The barn on the Holland House property had concrete poured by a Connecticut company. The house had concrete poured by a Massachusetts company. Both were cast on the same day by two different companies, and both tested positive for pyrrhotite. This home is one of two in the area that the I-Team was able to confirm was poured by a Massachusetts company.

“It’s not good,” State Senator Anne Gobi said.

She lobbied for legislation to help landlords who are affected by this problem. Part of the bill would help people pay to have a foundation fixed and test Massachusetts quarries for pyrrhotite.

“It is extremely problematic.
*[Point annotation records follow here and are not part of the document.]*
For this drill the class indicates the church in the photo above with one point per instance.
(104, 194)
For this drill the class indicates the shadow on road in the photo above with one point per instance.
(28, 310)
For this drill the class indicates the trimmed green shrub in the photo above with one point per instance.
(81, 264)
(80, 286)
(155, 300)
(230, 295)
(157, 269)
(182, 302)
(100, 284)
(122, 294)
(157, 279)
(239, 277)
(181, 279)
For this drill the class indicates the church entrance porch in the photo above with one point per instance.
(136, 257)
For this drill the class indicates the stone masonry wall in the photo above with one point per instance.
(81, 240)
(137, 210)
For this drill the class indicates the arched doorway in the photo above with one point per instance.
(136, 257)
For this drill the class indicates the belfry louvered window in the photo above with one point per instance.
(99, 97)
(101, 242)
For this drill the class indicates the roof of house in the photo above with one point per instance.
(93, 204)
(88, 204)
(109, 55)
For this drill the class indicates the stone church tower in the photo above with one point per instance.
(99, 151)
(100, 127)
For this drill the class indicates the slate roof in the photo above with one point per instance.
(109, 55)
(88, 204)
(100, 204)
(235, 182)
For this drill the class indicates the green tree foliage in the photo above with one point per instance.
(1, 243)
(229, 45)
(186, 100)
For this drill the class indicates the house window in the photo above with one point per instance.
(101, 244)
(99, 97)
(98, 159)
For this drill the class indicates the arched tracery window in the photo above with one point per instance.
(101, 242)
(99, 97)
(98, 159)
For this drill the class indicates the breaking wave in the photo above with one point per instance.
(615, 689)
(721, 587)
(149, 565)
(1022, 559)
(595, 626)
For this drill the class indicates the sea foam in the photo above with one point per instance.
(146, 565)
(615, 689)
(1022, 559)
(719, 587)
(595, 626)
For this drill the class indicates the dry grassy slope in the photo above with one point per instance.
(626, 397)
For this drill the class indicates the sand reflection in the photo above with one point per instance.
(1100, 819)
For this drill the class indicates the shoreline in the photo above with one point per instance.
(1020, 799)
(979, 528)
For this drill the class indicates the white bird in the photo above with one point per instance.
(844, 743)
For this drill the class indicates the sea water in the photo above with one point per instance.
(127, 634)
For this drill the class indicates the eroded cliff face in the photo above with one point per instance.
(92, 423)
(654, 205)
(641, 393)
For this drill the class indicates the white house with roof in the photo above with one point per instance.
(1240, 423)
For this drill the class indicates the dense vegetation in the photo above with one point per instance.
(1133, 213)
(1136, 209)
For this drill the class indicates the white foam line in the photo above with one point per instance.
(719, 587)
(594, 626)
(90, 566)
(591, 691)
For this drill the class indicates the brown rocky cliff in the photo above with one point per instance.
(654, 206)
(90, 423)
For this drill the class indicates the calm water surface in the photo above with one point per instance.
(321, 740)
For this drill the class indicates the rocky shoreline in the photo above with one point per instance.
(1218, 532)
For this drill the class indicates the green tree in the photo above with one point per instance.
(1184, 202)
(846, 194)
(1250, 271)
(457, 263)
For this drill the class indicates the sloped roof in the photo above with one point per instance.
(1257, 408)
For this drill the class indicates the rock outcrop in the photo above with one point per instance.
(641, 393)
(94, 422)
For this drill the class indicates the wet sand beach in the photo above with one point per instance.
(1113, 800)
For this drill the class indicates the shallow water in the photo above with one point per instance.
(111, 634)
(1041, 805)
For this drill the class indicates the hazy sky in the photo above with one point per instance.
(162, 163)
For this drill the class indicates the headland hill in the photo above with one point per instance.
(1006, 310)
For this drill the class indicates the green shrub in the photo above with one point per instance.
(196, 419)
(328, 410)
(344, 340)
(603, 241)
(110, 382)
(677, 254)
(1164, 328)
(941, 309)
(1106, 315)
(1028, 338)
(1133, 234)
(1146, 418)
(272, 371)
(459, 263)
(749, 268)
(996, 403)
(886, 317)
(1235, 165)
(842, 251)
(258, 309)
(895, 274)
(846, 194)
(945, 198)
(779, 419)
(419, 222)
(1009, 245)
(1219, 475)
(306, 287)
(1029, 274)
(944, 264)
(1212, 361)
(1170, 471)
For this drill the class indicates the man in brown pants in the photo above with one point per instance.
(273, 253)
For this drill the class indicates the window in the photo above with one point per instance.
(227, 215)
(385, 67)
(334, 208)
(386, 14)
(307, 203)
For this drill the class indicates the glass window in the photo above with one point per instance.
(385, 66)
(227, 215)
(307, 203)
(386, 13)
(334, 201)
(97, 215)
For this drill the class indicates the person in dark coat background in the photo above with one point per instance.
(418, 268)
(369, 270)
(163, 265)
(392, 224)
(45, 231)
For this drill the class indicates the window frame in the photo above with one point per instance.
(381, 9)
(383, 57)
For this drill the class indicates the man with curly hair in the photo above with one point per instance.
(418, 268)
We know that when we look at individual communities where households test positive – in some cases it may be a single household. In a development that was built at the same time, there could be 50, 60 or more houses,” Gobi said. “It is extremely concerning.”

Buyers and sellers, beware

For anyone looking to buy a home in central and western Massachusetts, Boyce told I-Team there is absolutely no way to skip an inspection.

“It’s a repair that if you buy at market value as it is today and then add a few hundred thousand dollars and then fix it, I don’t know how anyone can prepare for that. that kind of financial loss,” Boyce said.

She also has the same advice for sellers.

“Pay that little extra, get them out before you list your property and do the inspection,” Boyce said. “What they’re going to do is first visually inspect it and they’re going to locate it. Then afterwards, you can make a basic sample. The base sample is your definitive answer.

Boyce was able to sell the Dutch house in six days by being honest with the buyer about the pyrrhotite, and the bill being considered by Massachusetts lawmakers.

“She (the buyer) is looking forward to Massachusetts passing legislation to relieve her of some of the burden of fixing it,” Boyce said.

The bill has a report date of March 31. The 22News I-Team will keep you updated on the status of the bill.

The 22News I-Team also visited a home in East Longmeadow in 2021. This family’s plan to sell their home was also impacted by crumbling concrete.

Resources for owners:

Massachusetts Residents Against Collapsing Foundations

Test refund information

In Connecticut, where crumbling foundations have also been a huge problem, there is a fund to help homeowners pay for a new foundation. So far, the state has donated millions of dollars to help fix homes in the northeast part of the state. It is paid for by an additional $12 on everyone’s home insurance.